Saturday, November 30, 2013

Edward Feser on Nietzsche and Neo-Scholasticism

Ed Feser has responded to my Anamnesis essay. Here is an excerpt:
One thing’s for sure, the religious critics of natural theology and natural law seem chronically unable to provide any good arguments for their misgivings. I’ve had reason to consider several woolly attacks on natural law theory in recent months (e.g. here, here, and here), and another, by Thomas M. Cothran, has recently been posted at the website of the journal Anamnesis. It’s hysterical, in every sense of the word.
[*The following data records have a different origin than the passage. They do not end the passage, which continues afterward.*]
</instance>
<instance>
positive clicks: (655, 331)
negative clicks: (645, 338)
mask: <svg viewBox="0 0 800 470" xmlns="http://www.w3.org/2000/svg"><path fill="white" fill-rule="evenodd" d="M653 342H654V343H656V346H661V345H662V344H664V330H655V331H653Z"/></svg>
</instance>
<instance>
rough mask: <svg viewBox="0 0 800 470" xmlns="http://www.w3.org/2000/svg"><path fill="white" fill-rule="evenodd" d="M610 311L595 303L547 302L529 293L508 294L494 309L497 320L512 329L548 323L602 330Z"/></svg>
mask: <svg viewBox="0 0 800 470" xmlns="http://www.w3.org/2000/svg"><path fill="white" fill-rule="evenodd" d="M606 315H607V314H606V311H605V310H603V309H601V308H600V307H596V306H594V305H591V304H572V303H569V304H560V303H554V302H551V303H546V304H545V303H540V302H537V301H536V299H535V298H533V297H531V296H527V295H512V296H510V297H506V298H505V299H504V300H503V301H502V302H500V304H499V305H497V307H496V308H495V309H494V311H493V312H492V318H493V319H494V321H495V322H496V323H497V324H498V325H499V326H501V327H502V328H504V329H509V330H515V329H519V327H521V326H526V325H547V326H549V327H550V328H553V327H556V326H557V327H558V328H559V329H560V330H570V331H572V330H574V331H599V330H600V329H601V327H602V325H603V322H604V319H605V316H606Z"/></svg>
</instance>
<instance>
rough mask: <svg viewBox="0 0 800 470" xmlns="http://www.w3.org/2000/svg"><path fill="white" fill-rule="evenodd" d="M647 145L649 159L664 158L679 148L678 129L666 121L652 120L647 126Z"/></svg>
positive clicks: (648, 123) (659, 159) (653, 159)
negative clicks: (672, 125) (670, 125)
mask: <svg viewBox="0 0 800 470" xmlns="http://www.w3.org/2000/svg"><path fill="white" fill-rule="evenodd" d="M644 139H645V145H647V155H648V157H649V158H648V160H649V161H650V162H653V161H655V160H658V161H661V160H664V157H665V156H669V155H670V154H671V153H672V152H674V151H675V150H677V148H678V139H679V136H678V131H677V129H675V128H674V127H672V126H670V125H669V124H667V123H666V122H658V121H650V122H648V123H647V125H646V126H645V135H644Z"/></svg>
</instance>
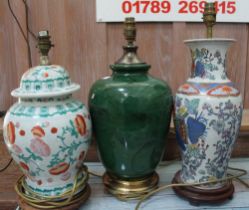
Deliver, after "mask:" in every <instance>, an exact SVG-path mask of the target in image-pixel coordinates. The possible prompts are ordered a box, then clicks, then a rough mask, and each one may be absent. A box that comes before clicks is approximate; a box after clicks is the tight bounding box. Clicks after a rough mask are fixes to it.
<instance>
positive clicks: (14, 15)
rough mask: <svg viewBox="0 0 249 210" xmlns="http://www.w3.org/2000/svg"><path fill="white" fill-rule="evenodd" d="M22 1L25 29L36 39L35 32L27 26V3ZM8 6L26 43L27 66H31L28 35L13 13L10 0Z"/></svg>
mask: <svg viewBox="0 0 249 210" xmlns="http://www.w3.org/2000/svg"><path fill="white" fill-rule="evenodd" d="M23 3H24V5H25V15H26V17H25V18H26V30H27V33H30V34H31V35H32V37H33V38H34V39H37V38H36V36H35V34H34V33H33V32H32V31H31V30H30V28H29V16H28V4H27V2H26V0H23ZM8 7H9V10H10V12H11V14H12V16H13V18H14V19H15V21H16V23H17V25H18V28H19V29H20V31H21V34H22V36H23V38H24V40H25V42H26V44H27V48H28V62H29V67H32V57H31V48H30V44H29V36H28V34H27V35H26V34H25V32H24V30H23V28H22V26H21V23H20V21H19V20H18V18H17V16H16V15H15V13H14V11H13V9H12V6H11V4H10V0H8Z"/></svg>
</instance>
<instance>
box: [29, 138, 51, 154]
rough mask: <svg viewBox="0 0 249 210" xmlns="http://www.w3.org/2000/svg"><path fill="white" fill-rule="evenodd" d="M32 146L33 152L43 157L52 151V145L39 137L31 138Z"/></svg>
mask: <svg viewBox="0 0 249 210" xmlns="http://www.w3.org/2000/svg"><path fill="white" fill-rule="evenodd" d="M30 148H31V150H32V152H34V153H35V154H38V155H40V156H43V157H48V156H49V155H50V153H51V149H50V147H49V146H48V145H47V144H46V143H45V142H44V141H43V140H41V139H39V138H35V139H32V140H31V144H30Z"/></svg>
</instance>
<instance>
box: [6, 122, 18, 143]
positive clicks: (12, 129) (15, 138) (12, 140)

Cothran assures his readers that we Neo-Scholastic natural law theorists, our Thomism and Catholicism notwithstanding, arereally implicitly beholden to… wait for it… wait for it… “a Nietzschean overcoming of Christianity.” The point of Garrigou-Lagrange’s Reality, it seems, was to provide a deceptively pious dust jacket within which to hide your copy of The Antichrist. Who knew? No doubt Henri de Lubac, who is (as the bylaws of Catholic anti-natural law polemic require), the hero of Cothran’s piece. Nouvelle theologie repeats itself, the first time as tragedy, the second time as a half-baked rant on the interwebs....
Would that everyone could have such discerning and well-tempered critics. 

There is a lot that puzzling about his response. He believes that the article is an "attack on natural law," when it actually champions natural law. I am not sure how he read an article touting natural law as a viable and underutilized alternative to secularism as an assault on natural law. Or how he asserts that Aristotle did not define the natural in contradistinction with the supernatural. (Hasn't every good Thomist read Metaphysics 6?)

One more bit:
What explains this mindset? Constitutional impatience with (or simple incapacity for) conceptual precision and argumentative rigor? A Pharisaical repugnance at the notion that non-Christian thinkers might have had something of importance to say about God or morality? Resentment of the suggestion that a mere philosophical argument could succeed where Bible thumping or rhetorical eloquence has failed?
Ed Feser's criticisms know no bounds but his imagination. I'll have a response out soon.

Friday, November 15, 2013

Nietzsche and Neo-Scholasticism

My new essay, "Nietzsche and Neo-Scholasticism: The Dangers and Promise of Natural Law," has been published on Anamnesis Journal's site. An excerpt:
To conceive of a natura pura (i.e., a human nature devoid of reference to the supernatural and transparent to reason) we would need to rid our traditions of thought of the vestiges of Christian revelation—and our model, at least in this respect, would be Nietzsche. Nietzsche recognized the degree to which Christianity had shaped the world, its refusal to stay within designated boundaries, the sheer saturation of God (at least the idea of God) into our thought, institutions, practices, laws, language, art, and so on. (Nietzsche even went so far as to declare, “We cannot get rid of God because we still believe in grammar.”) ...
A “pure nature,” a limpid sphere of human existence enclosed within the confines of created finitude, is therefore not simply given. In neither theory nor practice is a secular humanity given at the start and a religious dimension later added. But a pure nature can perhaps be achieved by a labor of thought that clips the wings of the human spirit.